No começo, o sommelier Luciano discretamente pediu autorização para servir o borbulhante espumante da Estremadura. Nosso escolhido para começar a deliciosa noite foi o espumante Branco de Brancas Chardonnay Loridos 2005. Este vinho é produzido no Solar dos Loridos, nas cercanias da lindíssima Óbidos, ao norte de Lisboa.

O enólogo Vasco Penha Garcia é um dos mais competentes da terra de Cabral e seguramente um dos mais simpáticos. Seus espumantes são carregados de estilo e personalidade. Seu branco de brancas talvez seja o melhor dentre todos e, para nossa sorte, acabaram de chegar ao Brasil.

Por se tratar de um vinho de pouca produção, sempre acaba rapidamente .Pois bem, a acidez, vivacidade e elegância desse espumante casaram de maneira impecável com o couvert da casa. Não estamos falando de um couvert comum.

Os destaques são os rissoles de camarão, o croquetinho de carne e o famosíssimo minibolinho de bacalhau. O destaque da harmonização foi com o cremoso rissole, que casou impecavelmente com o espumante. A acidez do vinho foi contrabalanceada pela cremosidade da iguaria recheada de camarão.

Vinho Verde e salada verde

Chegava a hora do grande desafio de harmonização. Nosso debut de folhas com vinho. A salada foi montada com alface americana, agrião, rúcula e endívia, acompanhada de um leve molho à base de azeite, limão e sal grosso. Sozinha, a salada estava deliciosa, com um marcante frescor. Para estar ao seu lado, escolhemos um dos mais importantes Vinhos Verdes de Portugal, o Palácio da Brejoeira 2006.

O verde e a certa rusticidade da salada precisam de algo mais delicado e com alguma doçura. A harmonização foi pelo contraste e casou muito bem. Para os apreciadores de folhas, o Alvarinho passa a ser uma boa opção. "Casamento perfeito", comentou Calderón, ressaltando que: "O vinho é máxima expressão dos frescos Alvarinhos portugueses".

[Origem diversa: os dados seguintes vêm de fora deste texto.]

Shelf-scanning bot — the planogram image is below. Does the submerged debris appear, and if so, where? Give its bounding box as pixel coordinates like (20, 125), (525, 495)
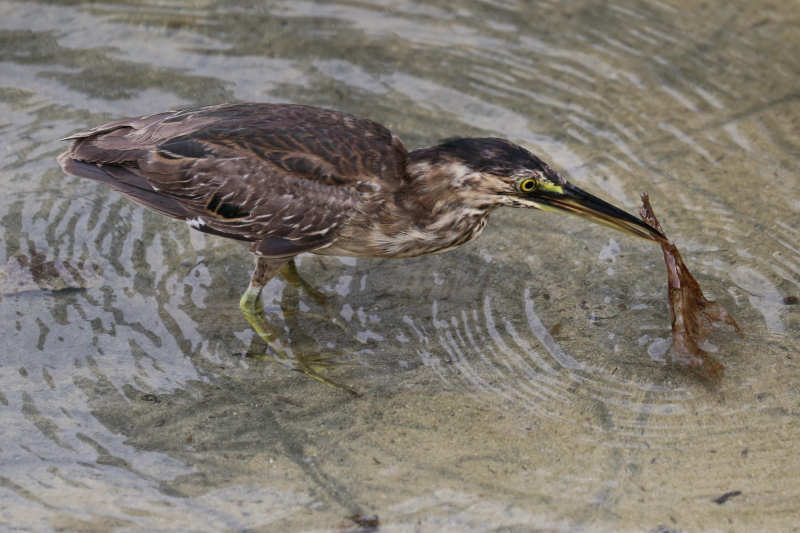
(639, 193), (741, 383)
(0, 249), (103, 295)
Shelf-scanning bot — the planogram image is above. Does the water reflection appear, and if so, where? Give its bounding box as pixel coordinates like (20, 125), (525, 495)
(0, 1), (800, 530)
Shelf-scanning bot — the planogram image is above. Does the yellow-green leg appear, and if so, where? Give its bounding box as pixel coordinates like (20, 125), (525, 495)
(239, 257), (360, 396)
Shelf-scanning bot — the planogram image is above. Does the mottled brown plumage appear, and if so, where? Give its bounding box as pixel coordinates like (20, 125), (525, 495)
(58, 104), (661, 394)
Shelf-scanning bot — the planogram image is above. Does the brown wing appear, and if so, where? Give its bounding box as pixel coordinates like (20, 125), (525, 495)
(59, 104), (406, 257)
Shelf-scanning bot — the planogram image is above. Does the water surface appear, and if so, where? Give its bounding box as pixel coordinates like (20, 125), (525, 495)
(0, 0), (800, 531)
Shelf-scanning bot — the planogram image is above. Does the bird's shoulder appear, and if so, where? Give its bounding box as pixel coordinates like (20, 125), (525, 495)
(147, 104), (407, 190)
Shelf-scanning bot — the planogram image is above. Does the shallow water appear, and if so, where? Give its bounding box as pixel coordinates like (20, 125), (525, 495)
(0, 0), (800, 532)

Massa portuguesa (?) e branco pungente

O próximo encontro foi a surpresa da noite. Em Portugal, é quase impossível achar massa. Nosso macarrão por lá é raridade. Pois bem, a chef resolveu inovar e servir um Penne integral com molho também italiano, de nome Pizzaiolo. Ele foi preparado à base de tomate, alcaparras, tenras azeitonas pretas, manjericão, toques de alho e azeite extravirgem.

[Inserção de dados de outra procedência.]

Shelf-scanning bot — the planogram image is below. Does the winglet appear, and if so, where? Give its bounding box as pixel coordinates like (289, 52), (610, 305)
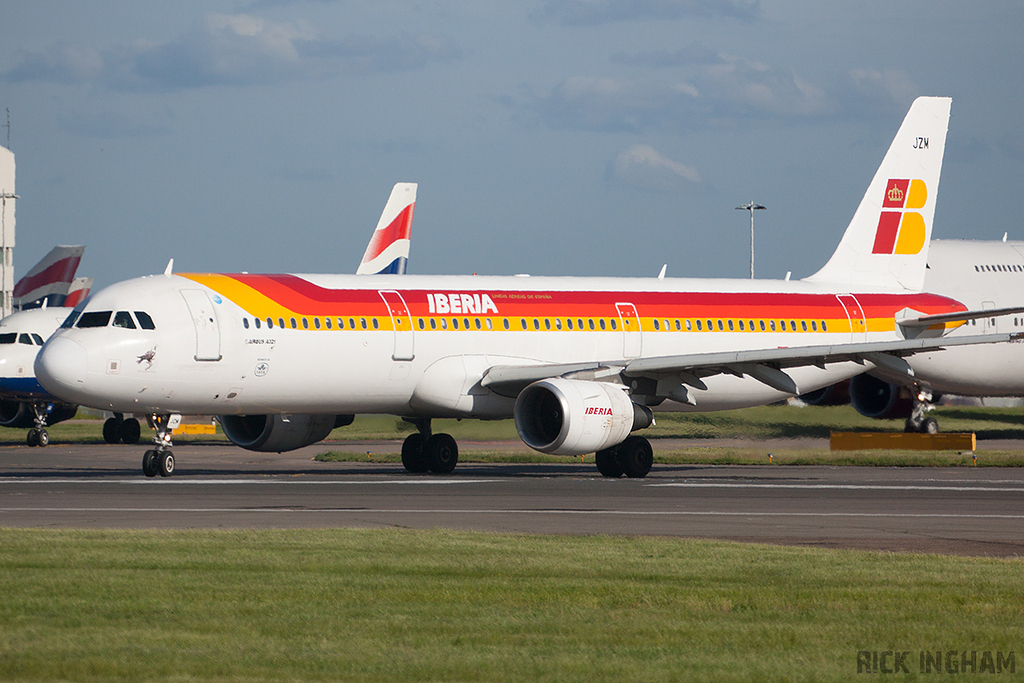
(355, 182), (417, 275)
(807, 97), (952, 291)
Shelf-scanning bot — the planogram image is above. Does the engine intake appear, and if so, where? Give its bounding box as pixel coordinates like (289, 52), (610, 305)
(850, 374), (913, 419)
(217, 415), (351, 453)
(515, 378), (654, 456)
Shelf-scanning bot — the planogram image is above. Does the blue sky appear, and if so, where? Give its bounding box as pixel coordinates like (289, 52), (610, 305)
(0, 0), (1024, 286)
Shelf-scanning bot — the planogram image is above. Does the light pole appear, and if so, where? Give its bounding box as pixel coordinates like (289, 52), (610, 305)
(736, 201), (768, 280)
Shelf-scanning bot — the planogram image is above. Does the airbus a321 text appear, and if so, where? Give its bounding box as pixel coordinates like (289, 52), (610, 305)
(36, 97), (1009, 477)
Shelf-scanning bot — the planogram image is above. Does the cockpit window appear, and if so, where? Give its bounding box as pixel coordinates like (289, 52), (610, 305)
(114, 310), (135, 330)
(135, 310), (157, 330)
(78, 310), (114, 328)
(60, 308), (82, 330)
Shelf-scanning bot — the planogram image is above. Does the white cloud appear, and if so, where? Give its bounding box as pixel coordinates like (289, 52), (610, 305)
(610, 144), (700, 191)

O conjunto estava provocante, com a azeitona e a alcaparra colocando força no prato. Para estar ao lado desse diferente conjunto para um restaurante português, escolhemos talvez o mais exuberante vinho branco de Portugal, o Esporão Private Selection 2007. Prato firme e com personalidade harmonizou perfeitamente com a pungência, acidez e adorável corpo desse delicioso branco.

Eduardo Gama, que apesar do sobrenome português também é fã da culinária italiana, comentou: "Uma deliciosa massa, que alia leveza e força, precisava de um grande branco.Aconteceu o que queríamos. Vinho e prato cresceram um ao lado do outro".

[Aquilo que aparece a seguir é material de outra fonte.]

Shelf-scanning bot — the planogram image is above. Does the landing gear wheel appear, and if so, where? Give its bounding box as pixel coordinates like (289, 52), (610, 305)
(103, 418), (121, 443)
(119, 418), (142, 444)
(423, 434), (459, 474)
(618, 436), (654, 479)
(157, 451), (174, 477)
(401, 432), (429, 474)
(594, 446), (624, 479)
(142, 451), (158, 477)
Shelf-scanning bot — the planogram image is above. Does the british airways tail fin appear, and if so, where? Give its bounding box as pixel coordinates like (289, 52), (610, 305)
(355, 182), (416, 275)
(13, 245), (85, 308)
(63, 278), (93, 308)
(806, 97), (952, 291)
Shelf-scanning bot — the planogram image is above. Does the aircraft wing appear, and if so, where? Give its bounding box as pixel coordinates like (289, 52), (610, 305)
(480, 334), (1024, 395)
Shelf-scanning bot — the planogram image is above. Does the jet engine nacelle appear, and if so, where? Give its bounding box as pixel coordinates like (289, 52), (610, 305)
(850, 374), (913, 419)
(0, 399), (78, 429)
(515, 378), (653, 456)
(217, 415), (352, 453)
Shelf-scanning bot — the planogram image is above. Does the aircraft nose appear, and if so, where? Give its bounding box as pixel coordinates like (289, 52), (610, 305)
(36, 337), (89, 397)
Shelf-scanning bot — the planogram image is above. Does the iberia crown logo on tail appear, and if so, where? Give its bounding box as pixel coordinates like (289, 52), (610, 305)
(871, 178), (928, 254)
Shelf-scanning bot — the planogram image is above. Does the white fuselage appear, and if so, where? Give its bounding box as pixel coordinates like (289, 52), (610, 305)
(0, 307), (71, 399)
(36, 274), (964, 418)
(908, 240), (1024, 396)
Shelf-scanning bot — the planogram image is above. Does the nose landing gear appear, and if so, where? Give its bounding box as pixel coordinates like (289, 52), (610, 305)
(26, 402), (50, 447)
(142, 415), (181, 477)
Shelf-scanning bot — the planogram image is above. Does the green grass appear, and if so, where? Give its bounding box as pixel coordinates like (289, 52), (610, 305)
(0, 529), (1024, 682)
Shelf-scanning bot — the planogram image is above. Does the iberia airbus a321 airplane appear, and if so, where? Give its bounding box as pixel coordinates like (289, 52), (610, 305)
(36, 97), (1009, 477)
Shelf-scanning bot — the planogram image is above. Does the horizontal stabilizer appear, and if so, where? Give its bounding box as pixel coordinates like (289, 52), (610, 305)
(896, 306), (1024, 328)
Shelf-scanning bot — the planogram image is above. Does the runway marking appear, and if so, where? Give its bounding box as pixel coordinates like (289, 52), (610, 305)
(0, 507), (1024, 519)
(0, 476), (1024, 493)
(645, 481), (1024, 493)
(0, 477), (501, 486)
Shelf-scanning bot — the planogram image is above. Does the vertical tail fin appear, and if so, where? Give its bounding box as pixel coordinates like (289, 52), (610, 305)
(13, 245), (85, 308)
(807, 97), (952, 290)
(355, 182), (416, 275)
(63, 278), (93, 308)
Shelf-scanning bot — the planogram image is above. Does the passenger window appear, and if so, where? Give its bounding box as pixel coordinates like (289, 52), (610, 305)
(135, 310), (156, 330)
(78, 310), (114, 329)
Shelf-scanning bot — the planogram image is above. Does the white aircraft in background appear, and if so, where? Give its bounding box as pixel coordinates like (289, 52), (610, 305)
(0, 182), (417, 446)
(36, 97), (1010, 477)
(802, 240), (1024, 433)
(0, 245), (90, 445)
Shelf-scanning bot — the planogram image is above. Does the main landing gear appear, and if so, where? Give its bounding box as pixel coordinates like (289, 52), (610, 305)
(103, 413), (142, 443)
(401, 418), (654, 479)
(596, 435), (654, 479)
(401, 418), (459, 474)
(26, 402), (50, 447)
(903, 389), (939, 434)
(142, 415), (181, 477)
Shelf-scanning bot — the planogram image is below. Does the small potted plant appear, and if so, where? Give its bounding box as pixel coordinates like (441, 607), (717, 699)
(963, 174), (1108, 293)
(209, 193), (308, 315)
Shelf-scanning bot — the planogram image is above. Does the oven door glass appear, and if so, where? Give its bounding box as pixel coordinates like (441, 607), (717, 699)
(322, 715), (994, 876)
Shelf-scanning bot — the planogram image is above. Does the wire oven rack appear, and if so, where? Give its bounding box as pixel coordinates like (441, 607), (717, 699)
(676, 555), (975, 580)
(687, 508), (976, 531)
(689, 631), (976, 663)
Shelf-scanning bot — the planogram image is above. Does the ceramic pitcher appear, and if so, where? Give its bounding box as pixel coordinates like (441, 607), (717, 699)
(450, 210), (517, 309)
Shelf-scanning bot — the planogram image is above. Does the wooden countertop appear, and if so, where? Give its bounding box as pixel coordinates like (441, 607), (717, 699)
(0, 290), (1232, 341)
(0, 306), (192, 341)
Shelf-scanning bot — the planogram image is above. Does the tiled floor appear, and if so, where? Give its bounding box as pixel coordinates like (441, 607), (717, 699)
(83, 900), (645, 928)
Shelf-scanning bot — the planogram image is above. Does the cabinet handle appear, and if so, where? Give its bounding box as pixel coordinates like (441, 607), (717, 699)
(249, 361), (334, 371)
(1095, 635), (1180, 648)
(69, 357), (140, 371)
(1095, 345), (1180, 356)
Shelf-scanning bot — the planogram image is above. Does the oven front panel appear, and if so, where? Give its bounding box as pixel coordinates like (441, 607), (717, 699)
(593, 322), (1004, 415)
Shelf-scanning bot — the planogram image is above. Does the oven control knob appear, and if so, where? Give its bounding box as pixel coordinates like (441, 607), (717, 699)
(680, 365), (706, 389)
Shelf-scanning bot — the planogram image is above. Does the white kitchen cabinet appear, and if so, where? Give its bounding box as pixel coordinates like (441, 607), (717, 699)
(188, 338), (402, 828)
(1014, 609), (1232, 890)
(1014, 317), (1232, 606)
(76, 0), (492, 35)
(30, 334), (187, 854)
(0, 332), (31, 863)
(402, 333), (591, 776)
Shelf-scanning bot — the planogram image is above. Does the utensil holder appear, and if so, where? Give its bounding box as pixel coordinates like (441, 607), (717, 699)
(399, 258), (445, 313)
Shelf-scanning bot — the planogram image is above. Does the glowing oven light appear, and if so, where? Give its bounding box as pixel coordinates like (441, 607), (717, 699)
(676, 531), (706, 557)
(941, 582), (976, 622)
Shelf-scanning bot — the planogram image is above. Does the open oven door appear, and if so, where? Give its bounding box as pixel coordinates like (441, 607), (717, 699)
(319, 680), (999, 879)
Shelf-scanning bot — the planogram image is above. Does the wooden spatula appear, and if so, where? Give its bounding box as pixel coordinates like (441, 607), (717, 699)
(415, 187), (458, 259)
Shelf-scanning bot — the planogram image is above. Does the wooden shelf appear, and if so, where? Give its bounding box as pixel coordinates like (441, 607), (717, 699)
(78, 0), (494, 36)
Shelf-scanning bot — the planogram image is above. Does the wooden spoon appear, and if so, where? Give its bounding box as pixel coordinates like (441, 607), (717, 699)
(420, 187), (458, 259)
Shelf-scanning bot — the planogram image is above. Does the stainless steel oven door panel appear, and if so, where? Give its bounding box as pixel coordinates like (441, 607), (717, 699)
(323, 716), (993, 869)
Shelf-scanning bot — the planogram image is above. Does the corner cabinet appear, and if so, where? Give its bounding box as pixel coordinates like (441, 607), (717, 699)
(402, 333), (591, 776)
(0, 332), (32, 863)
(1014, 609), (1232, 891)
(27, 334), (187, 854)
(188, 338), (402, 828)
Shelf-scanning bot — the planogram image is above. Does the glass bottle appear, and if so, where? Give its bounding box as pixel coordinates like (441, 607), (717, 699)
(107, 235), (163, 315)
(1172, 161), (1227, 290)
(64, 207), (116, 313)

Bacalhau! Tinto ou branco?

A próxima sonata, o famoso Bacalhau Nunca Chega, ao lado do primeiro tinto. Que vinho pode acompanhar a potência do bacalhau cozido e desfiado preparado com batata palha frita, presunto magro, salsinha e ovo mexido? Um branco? Tinto?

Para esse prato teremos sempre um risco eminente com brancos, e tintos especiais podendo fazer bonito. Escolhemos um tinto, dos mais elegantes do país de Camões, o Quinta dos Roques Reserva 2003. O prato potente e complexo, com o ovo e o presunto complementando a força do bacalhau, casou muito bem com a acidez, fruta na medida e personalidade do delicioso tinto.

Marcelo Moraes elogiou a harmonização, mas não deixou de comentar que voltou ao Esporão Branco e achou a harmonização até mais adequada. Vale a dica, sempre tendo em mente que, para esse prato, não podemos ter vinhos ralos e sem presença.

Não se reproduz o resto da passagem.